Partial ist of artists collaborations:

- Harry Styles
- Twenty One Pilots
- Selena Gomez
- Laufey
- Chase Atlantic
- Ghost_(Swedish_band)
- Charli XCX
- KISS
- Ringo Starr
- John Mellencamp
- Twenty One Pilots
- Bruce Springsteen
- Duran Duran
- Linkin Park
- Snoop Dogg
- Xzibit
- Sammy Hagar
- Dennis DeYoung
- Korn
- Papa Roach
- The Lumineers
- Darius Rucker
- Ceelo Green
- Whitesnake
- Ben Folds
- Aerosmith

== Concert films ==
Twenty One Pilots - More Than We Ever Imagined (Executive Producer)

a concert film documenting the band's massive Mexico City show at Estadio GNP Seguros during The Clancy World Tour. Directed by Mark C. Eshleman, the film features 65,000 fans, behind-the-scenes content, and exclusive commentary from Tyler Joseph and Josh Dun, released in IMAX and theaters globally on February 26, 2026

GHOST - Rite Here Rite Now (Executive Producer)

A 2024 American concert film directed by Tobias Forge and Alex Ross Perry. It features Swedish rock band Ghost performing at the Kia Forum in Inglewood, California, on the final two North American dates of their 2023 Re-Imperatour concert tour. The live concert footage was directed by Jim Parsons.

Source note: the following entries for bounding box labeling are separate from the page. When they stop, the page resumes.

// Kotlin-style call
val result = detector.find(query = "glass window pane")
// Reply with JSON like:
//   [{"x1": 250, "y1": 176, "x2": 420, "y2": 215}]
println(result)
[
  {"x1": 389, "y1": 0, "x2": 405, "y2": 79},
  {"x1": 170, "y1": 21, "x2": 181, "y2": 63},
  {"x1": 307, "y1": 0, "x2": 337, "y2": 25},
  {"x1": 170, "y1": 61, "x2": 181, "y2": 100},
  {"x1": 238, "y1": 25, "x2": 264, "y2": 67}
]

The film includes a narrative story based on a web series produced by the band, which incorporates fictional characters and lore surrounding them.

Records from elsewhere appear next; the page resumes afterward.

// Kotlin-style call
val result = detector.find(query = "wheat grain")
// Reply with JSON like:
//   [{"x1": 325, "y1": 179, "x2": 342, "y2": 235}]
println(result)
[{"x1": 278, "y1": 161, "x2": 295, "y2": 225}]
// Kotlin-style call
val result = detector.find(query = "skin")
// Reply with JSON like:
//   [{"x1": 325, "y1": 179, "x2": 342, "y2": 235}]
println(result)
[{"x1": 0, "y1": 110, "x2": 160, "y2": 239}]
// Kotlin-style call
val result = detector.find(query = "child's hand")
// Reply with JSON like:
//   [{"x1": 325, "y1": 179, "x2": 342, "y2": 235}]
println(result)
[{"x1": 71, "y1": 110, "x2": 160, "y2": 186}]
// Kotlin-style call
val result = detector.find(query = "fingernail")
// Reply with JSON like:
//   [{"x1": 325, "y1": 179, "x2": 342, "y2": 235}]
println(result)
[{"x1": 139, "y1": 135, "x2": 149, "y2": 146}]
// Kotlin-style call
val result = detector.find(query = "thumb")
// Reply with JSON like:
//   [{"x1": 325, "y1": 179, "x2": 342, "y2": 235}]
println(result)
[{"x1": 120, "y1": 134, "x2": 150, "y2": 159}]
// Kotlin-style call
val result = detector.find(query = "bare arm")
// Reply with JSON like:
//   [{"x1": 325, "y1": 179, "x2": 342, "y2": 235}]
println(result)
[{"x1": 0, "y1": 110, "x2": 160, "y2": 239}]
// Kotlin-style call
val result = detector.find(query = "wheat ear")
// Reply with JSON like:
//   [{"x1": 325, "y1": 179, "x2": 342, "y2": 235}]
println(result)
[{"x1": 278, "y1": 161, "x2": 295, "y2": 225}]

Rite Here Rite Now was released in cinemas globally by Trafalgar Releasing on June 20 and 22, 2024

LAUFEY - A Night at the Symphony: Hollywood Bowl (Executive Producer)

2024 concert movie filmed from Icelandic singer-songwriter Laufey's Bewitched Tour August 6 show at the Hollywood Bowl. There, she performed alongside the Los Angeles Philharmonic conducted by Thomas Wilkins. The film presents a majority of the songs played at the show broken up by behind-the-scenes clips where Laufey discusses her upbringing and musical journey

The film was directed by Sam Wrench, produced by Veeps Studios, and distributed to cinemas by Trafalgar Releasing. Laufey's sister, Junia Lin Jonsdottir, served as the film's creative director.

P.O.D. - ECHOES (Executive Producer)

Currently in production. A long form documentary on the band P.O.D. chronicling their career, featuring archive footage, live performances and interviews with the band, fellow artists, producers and other key players in the industry. Directed by Christian Lamb and slated to be released in 2026.

== Talk shows ==

BEHIND THE RHYME (Executive Producer/Director)

Behind The Rhyme hosted by Kool Moe Dee that features current stars and legends of hip hop in an intimate one on one setting. The first episode premiered in June 2017 with guest Chuck D.

TOM GREEN LIVE (Producer/Director)

On October 3, 2013, Tom Green Live debuted on AXS TV. The weekly live broadcast, hosted by comedian Tom Green aired at 9pm ET every Thursday night from a studio in Los Angeles. The telecast has a similar format to the web show, with an hour long discussion between Green and his featured guest and live Skype calls from viewers. Although it was intended for the series to showcase Green's more serious side and highlight his skills as an interviewer, he has advised viewers to expect "spontaneous, ridiculous, and outrageous conversations". Guests have included Richard Belzer, Howie Mandel and Tony Hawk. Season 2 debuted on January 9, 2014, and the finale was April 3, 2014. The show was renewed with season 3 debuting on June 12, 2014, with guest Steve Carell.

KOBE UP CLOSE (Director)

On August 15, 2013 AXS TV broadcast a live interview program of Los Angeles Laker legend Kobe Bryant hosted by Jimmy Kimmel. The program was a charity event for The Kobe and Vanessa Bryant Family Foundation and Cedars-Sinai Medical Center's Sports Spectacular and featured a one-hour, in depth interview on his long career in the NBA.

TWITCH
EP of BEHIND THE RHYME on twitch. Behind the Rhyme is a leading hip hop site on Twitch featuring the biggest acts in hip hop from all era's.